J3News reconhecido na Câmara pelo engajamento
Na abertura dos trabalhos da Câmara Municipal neste ano, no dia 18 de fevereiro, o vereador Leon Gomes  apresentou como a sua primeira indicação na Casa de Leis uma moção de aplausos ao J3News, com destaque para o programa Manhã J3, pela atuação e o engajamento na pauta da inclusão da pessoa com deficiência.

“Dentre tantos veículos de comunicação na nossa cidade, o grupo J3News tem sido o único a abrir espaço para debater o assunto de verdade. Não está preocupado somente com audiência, mas também em dar voz a inúmeras famílias atípicas.

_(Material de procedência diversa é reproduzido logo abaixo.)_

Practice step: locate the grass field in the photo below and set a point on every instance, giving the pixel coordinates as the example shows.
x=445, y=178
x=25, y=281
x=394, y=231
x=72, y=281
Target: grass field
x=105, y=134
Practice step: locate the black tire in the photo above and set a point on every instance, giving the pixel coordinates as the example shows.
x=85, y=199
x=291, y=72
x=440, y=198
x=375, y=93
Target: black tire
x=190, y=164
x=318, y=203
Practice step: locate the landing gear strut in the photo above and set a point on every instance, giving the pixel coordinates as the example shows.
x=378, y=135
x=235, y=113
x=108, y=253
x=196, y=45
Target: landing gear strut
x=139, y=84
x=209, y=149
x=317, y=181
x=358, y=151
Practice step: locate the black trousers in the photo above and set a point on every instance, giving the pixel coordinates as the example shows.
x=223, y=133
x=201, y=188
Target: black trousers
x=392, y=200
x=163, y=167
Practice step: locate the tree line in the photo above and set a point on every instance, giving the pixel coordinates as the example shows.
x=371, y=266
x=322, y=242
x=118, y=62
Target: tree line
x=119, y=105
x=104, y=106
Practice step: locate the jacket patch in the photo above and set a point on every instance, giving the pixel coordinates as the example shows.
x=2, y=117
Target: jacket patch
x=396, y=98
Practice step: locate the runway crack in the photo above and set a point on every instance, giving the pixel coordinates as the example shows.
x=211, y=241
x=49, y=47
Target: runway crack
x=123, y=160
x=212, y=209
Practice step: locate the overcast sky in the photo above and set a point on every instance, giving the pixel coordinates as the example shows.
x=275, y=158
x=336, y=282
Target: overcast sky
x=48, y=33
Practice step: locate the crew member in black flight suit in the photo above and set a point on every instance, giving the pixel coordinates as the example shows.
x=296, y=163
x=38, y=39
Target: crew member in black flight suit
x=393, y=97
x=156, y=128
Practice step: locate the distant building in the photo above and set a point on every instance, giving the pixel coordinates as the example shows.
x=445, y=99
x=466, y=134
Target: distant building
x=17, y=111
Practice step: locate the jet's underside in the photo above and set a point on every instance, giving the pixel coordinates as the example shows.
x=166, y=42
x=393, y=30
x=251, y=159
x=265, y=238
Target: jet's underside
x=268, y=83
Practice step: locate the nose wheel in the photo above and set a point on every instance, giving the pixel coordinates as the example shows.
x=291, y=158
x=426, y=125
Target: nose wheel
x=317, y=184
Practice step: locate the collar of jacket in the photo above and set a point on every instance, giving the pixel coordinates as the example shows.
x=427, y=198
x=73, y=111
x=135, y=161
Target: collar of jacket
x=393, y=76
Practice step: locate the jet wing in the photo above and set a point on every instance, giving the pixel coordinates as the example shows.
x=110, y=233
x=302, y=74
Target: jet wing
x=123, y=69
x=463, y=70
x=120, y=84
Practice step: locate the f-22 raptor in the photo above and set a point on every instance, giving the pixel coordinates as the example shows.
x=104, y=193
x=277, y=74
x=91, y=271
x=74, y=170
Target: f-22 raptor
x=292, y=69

Pela primeira vez de fato, no interior do Estado, existe uma emissora que está comprometida a dar voz a quem por muito tempo esteve calado”, declarou Leon, destacando a apresentadora Gabriela Lessa e o diretor do J3, Fábio Paes, pelos serviços prestados.

Foto: Silvana Rust

O papel da sociedade
Psicóloga, psicopedagoga e neuropsicóloga, Jéssyka Gomes é especialista no assunto e chama atenção para a importância da sociedade ter mais conhecimento sobre a neurodiversidade, para que assim a inclusão possa acontecer nos mais diversos espaços.

Foto: Arquivo Pessoal

“O autismo é um universo vasto e único. Cada pessoa com TEA tem suas próprias cores, formas de sentir o mundo, comunicar-se e se relacionar. Conscientizar-se sobre o autismo é entender que não há um único jeito de existir no mundo. Cada criança tem sua própria forma de brilhar, e nosso papel é ajudar todas a encontrar esse brilho”.

A importância do papel da sociedade foi destacada também neste início de mês pela página “Dois Filhos Autista”, dedicada à maternidade atípica.

“Abril nos lembra da importância da conscientização sobre o autismo, mas a inclusão verdadeira acontece todos os dias. O respeito não pode ser passageiro, e a empatia não pode ter prazo de validade. Pessoas autistas não precisam de aceitação. Eles precisam de oportunidades, acessibilidade e um mundo que compreenda suas singularidades”, enfatizou.